Comprensión, cariño y escucha. Es lo que han transmitido los Reyes, convertidos en padres de Estado, de los andaluces. Esa conexión que quisieron tener desde su primera visita a Córdoba el pasado lunes, y por lo que aceptaron inmediatamente asistir a la misa este jueves, y lo notificaron después al Ejecutivo.
Los gestos hablan más que las palabras. Según establece el protocolo, los asistentes a cualquier acto deben llegar, al menos, media hora antes de que lo hagan los Reyes por temas de seguridad. El presidente del PP, Alberto Núñez Feijóo, y el presidente de la Junta de Andalucía, Juanma Moreno, han seguido el protocolo. Por el contrario, la vicepresidenta y candidata Montero, los ministros de Transportes y Agricultura, Víctor Torres y Luis Planas, han llegado minutos antes que los Reyes, y por una puerta distinta para evitar que hubiera abucheos.

Don Felipe y Doña Letizia, a su llegada, han sido recibidos con vítores. Al estar frente al altar, el Rey se ha santiguado, mientras que la Reina ha inclinado levemente la cabeza. Al término de la misa, ha sido cuando se han acercado a los familiares. Por el contrario, los representantes del Ejecutivo no se han atrevido a saludar a las víctimas. Este medio ya informó de que no tenían intención de mantener un encuentro con ellos, dado que no consideraban que fuera el formato. E informaron de que sí habría un saludo. Al final, no ha quedado constancia siquiera de ello.
El discurso de Liliana, que perdió a su madre en el accidente, fue rotundo, sentido, claro. “Andalucía es un pueblo creyente, y abrazando su cruz es donde encontramos consuelo”, ha dicho, en un mensaje claro de rechazo a la propuesta de Sánchez de hacer un homenaje de Estado. “Gracias a los que habéis venido, incluso para cumplir agenda”, ha reconocido, aunque, después de alabar el trabajo de las fuerzas de Seguridad, sí ha añadido la conveniencia de que la información hubiera llegado antes.

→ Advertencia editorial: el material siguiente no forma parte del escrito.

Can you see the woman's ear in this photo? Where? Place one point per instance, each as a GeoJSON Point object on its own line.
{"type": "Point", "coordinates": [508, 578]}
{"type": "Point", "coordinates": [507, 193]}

La vicepresidenta Montero, ha mostrado gesto de dolor en distintos momentos, desde la grada del pabellón. Según informan fuentes del PP, alguna víctima les ha reclamado a los miembros del Gobierno que se acercaran pero no han querido hacerlo.

Andalucía quiere la verdad
Tanto el obispo como Liliana han pedido, en un mensaje unido que representa a la sociedad andaluza, que se esclarezcan los hechos. “El sufrimiento de estas víctimas no terminará cuando se esclarezcan los hechos”, ha aseverado el obispo.
“Ellos no son sólo los 45 del tren”, ha recordado Liliana. “Eran la alegría de nuestros despertares”. Y no ha dejado lugar a la duda: “Somos los familiares de los 45 del tren que lucharán para que nunca haya otro tren”.